Community backlash over homes and holiday lodges plan for notorious Fife quarry
Proposals to fill in a notorious quarry where an Edinburgh drama teacher tragically died and cover it with 180 homes and holiday lodges have been met with fury by a local community, which wants to see it retained for scuba diving.
Planning to fill in the waterlogged pit completely, company DDR (UK) Ltd says once-mooted plans to create a diving centre at Inverkeithing's Prestonhill Quarry are too complex.
The firm, operated by businessman Donald McCorquodale, has submitted an application for planning permission in principle to cover the area with residential dwellings, including 45 affordable homes, and log cabins.
Kelda Henderson was diving at the notorious Prestonhill quarry in Inverkeithing in July 2017 when she failed to resurface.
Her body was later recovered from the water.
The mother-of-one was a respected teacher at the Capital’s George Heriot’s school.
A cafe and upgrades to the Fife Coastal Path also form part of the plan by DDR (UK) Ltd following feedback from local community bodies.
The Beamer Rock lighthouse, currently in storage after being removed from the Firth of Forth to make way for the Queensferry Crossing, may also be incorporated into the development.
DDR's plans are a revision of those submitted by Prestonhill Developments Ltd in 2019, which featured both a dedicated scuba diving centre and 100 homes.

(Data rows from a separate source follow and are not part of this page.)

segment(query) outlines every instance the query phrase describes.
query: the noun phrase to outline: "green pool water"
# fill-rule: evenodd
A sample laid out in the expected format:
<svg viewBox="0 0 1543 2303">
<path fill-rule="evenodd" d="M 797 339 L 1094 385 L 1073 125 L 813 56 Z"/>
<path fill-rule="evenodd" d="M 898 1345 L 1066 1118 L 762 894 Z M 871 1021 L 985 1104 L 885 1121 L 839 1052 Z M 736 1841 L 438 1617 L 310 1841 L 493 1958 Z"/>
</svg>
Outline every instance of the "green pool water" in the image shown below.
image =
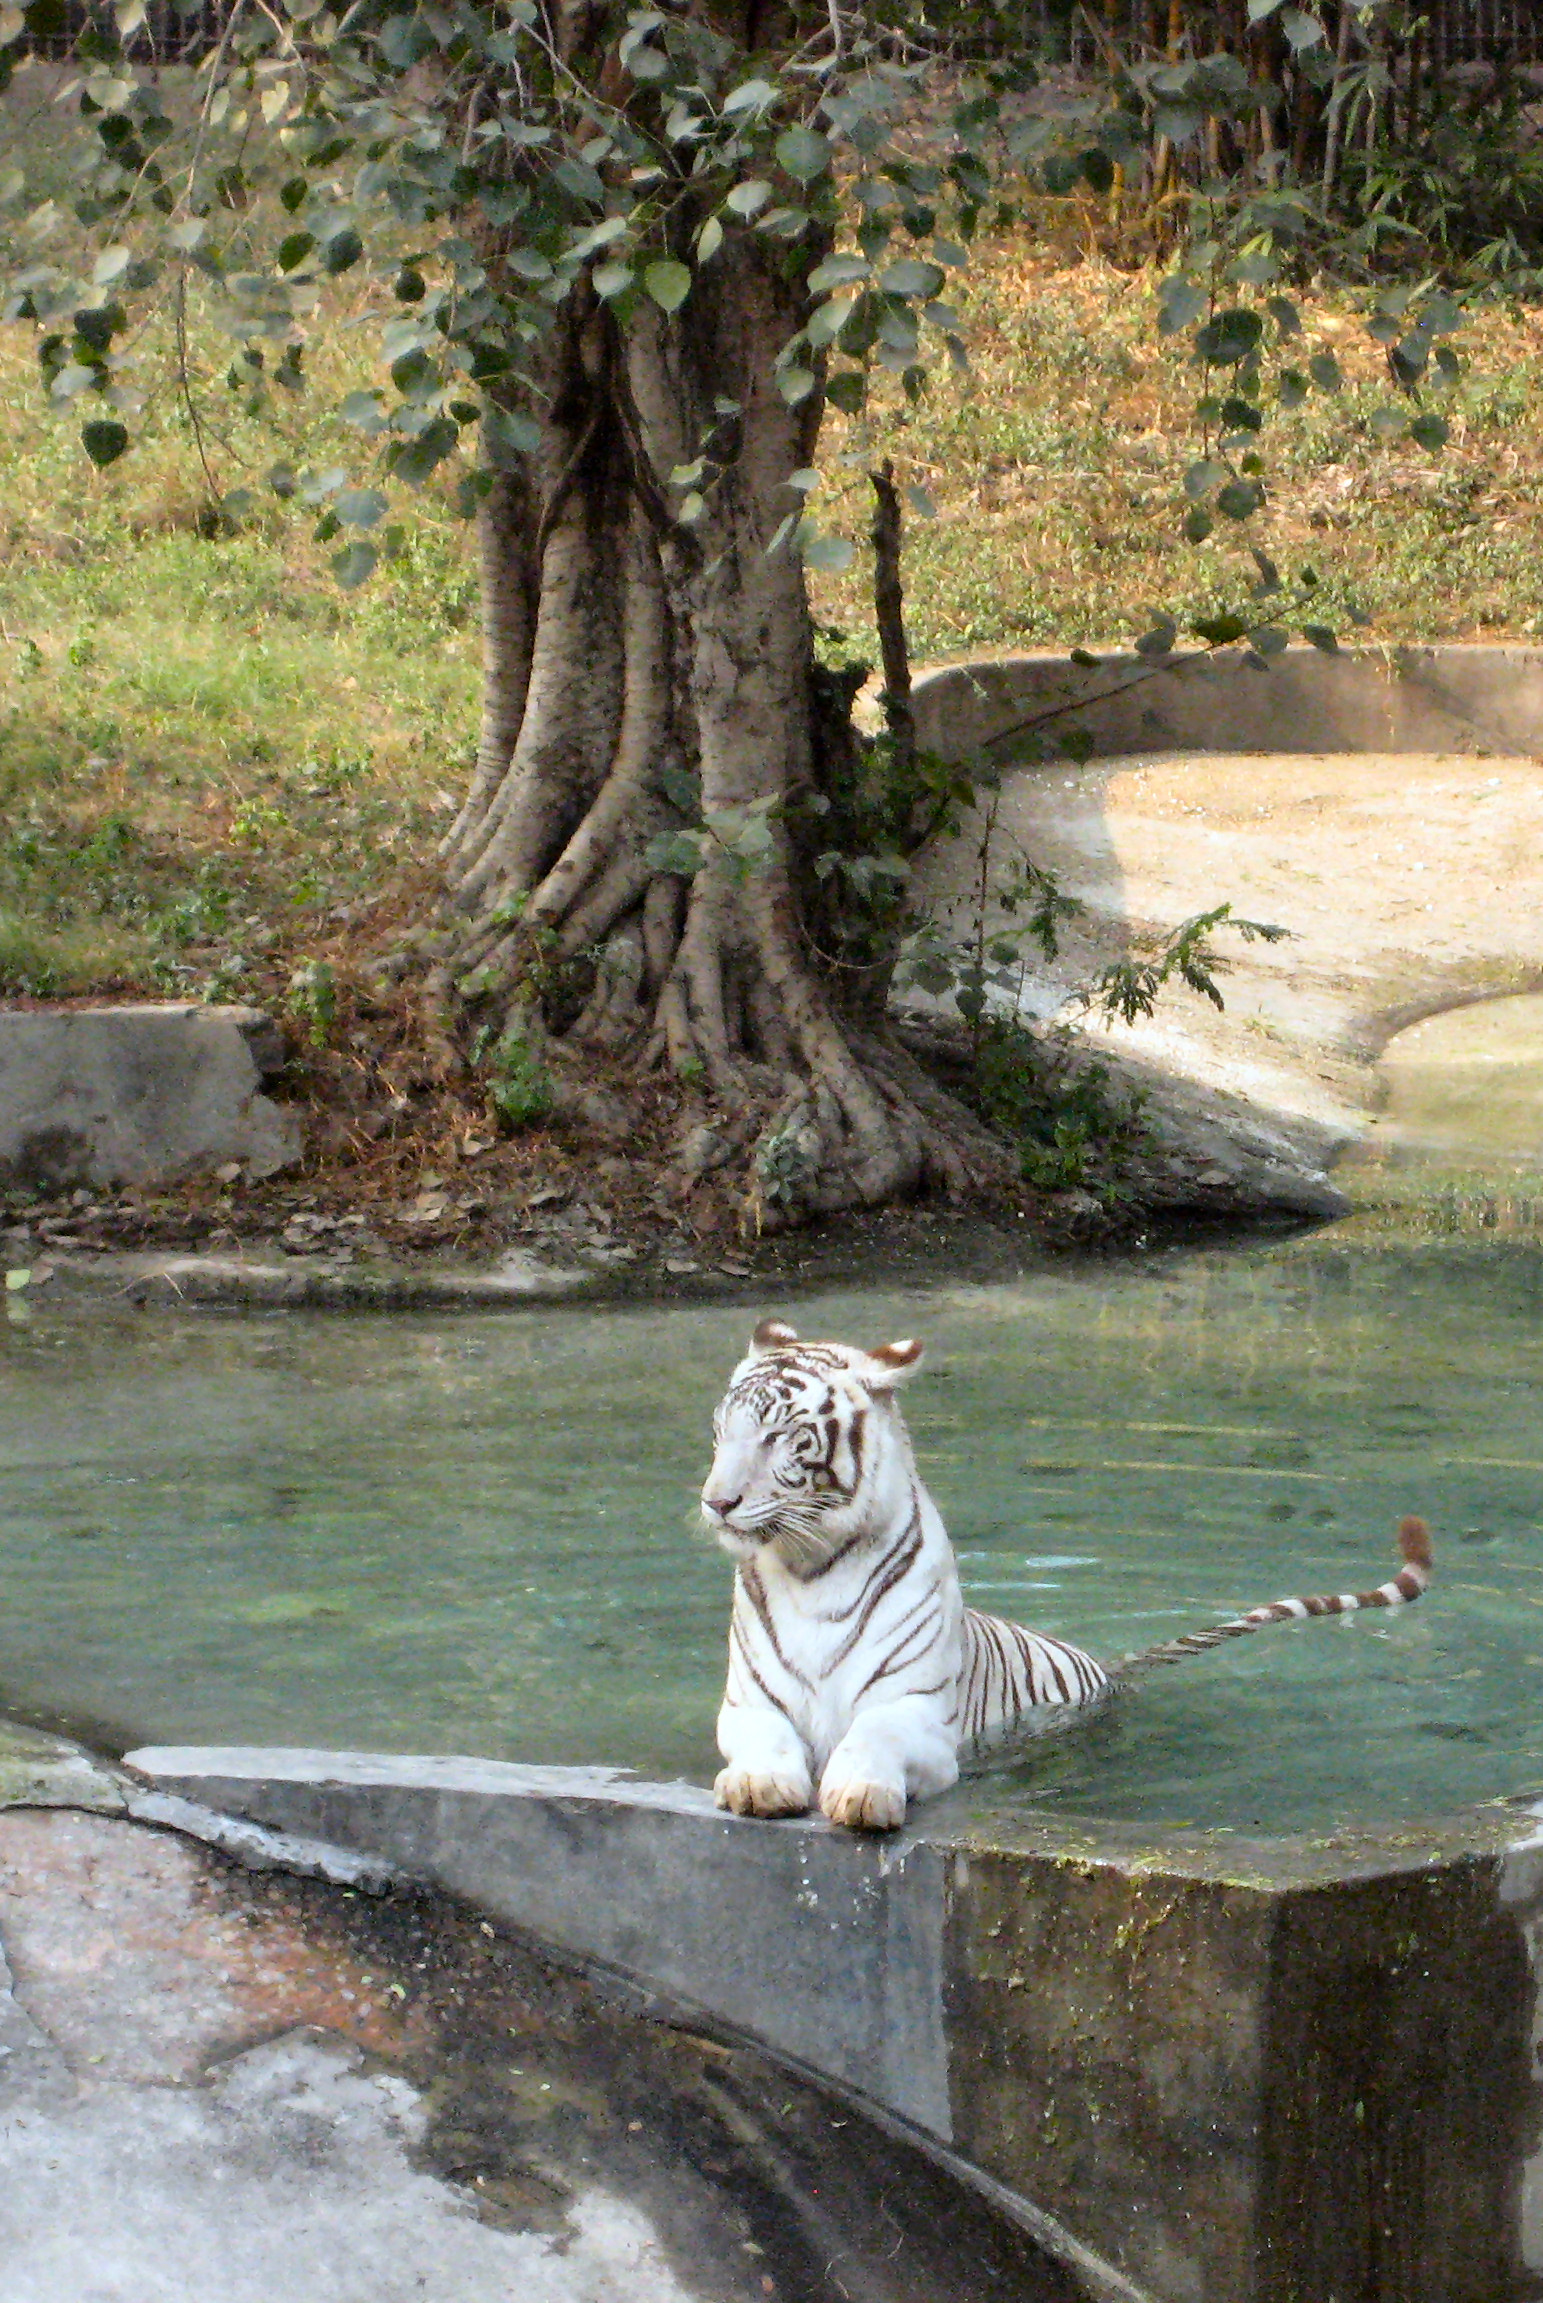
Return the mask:
<svg viewBox="0 0 1543 2303">
<path fill-rule="evenodd" d="M 1118 1655 L 1284 1592 L 1438 1581 L 1156 1678 L 997 1794 L 1299 1830 L 1543 1791 L 1543 1250 L 1169 1253 L 776 1307 L 0 1325 L 0 1704 L 123 1741 L 710 1777 L 696 1531 L 752 1319 L 921 1334 L 969 1595 Z"/>
</svg>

They are also much smaller in size than previous bids for housing on the site, which ran to as many as 500 homes.
However, McCorquodale's plans to fill in Prestonhill have been met with resistance from members of the local scuba diving community, who say it is a valuable training site for both hobbyists and the emergency services.
Craig Burles, an accredited scuba diving instructor, launched a petition last year to preserve Prestonhill that has gathered over 5,400 signatures.

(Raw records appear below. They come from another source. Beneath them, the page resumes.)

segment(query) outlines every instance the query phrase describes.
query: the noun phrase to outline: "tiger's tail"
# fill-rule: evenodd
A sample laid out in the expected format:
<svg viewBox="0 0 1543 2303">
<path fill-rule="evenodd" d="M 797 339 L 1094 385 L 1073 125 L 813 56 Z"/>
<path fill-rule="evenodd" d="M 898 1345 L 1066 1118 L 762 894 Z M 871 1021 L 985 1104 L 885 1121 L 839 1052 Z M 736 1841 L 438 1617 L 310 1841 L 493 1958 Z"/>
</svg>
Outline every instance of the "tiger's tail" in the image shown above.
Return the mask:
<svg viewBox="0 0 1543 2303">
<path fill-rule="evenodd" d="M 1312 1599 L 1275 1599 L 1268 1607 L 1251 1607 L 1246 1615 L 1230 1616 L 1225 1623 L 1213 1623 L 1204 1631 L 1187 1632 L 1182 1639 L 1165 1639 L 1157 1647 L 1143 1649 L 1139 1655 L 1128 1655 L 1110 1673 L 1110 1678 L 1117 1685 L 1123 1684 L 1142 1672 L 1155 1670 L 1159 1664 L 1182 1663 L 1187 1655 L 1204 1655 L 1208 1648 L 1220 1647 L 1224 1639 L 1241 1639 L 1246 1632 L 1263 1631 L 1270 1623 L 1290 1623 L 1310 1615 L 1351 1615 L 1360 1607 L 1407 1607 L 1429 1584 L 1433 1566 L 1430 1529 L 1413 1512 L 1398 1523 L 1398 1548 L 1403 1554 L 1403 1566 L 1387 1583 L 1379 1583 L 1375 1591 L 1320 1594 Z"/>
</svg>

He told enthusiast publication Dive Magazine last year that "probably every diver in Scotland's central belt" used the quarry from time to time, adding that it was popular with instructors.

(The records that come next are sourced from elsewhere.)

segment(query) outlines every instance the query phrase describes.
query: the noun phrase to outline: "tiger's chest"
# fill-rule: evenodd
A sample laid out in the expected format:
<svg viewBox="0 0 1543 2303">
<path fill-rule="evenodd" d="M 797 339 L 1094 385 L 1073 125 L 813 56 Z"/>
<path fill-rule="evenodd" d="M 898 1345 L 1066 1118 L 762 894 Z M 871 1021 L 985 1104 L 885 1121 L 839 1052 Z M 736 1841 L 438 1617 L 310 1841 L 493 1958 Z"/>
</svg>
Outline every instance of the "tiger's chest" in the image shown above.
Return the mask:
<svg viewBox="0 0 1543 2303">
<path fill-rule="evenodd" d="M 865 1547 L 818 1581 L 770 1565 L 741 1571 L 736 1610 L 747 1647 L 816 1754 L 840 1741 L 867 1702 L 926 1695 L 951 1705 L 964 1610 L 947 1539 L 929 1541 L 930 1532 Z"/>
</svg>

And a survey carried out by the Inverkeithing Trust and Inverkeithing Community Council found that 81% of locals were against the housing plans, while 70% opposed filling the quarry in.
But while Prestonhill has been a favourite spot for local divers since mining ended 40 years ago, it has also earned a reputation as a hotspot for anti-social behaviour and dangerous behaviour.
Three people have died at the site in recent years, including two teenagers, while another fatality was recorded in 1972.
Police records obtained by DDR suggest there have been 65 incidents requiring emergency service intervention since 2016, with 24 of those occurring in 2020 alone.
A statement included in DDR's application claims the diving centre bid is "unviable", despite the firm's best efforts. The developer also believes the risk to public safety too great to justify retaining the pool.
McCorquodale has offered to adapting a former conveyor belt structure - once used to load rock directly onto ships in the Forth - as a pier for leisure boats and divers as a compromise.
"Notwithstanding that the quarry is a well-used recreational area there have been ongoing life endangering and nuisance/anti-social behaviour incidents reported over many years," the statement read.
"This has raised significant public safety concerns with the frequent involvement of emergency services, notably over the last year.
"There has been continual vandalism of fencing and, despite intervention, the applicant contends that the quarry has inadequate safety measures in place."
As a major planning application, the Prestonhill housing bid will be considered by Fife Council's central and west planning committee later this year.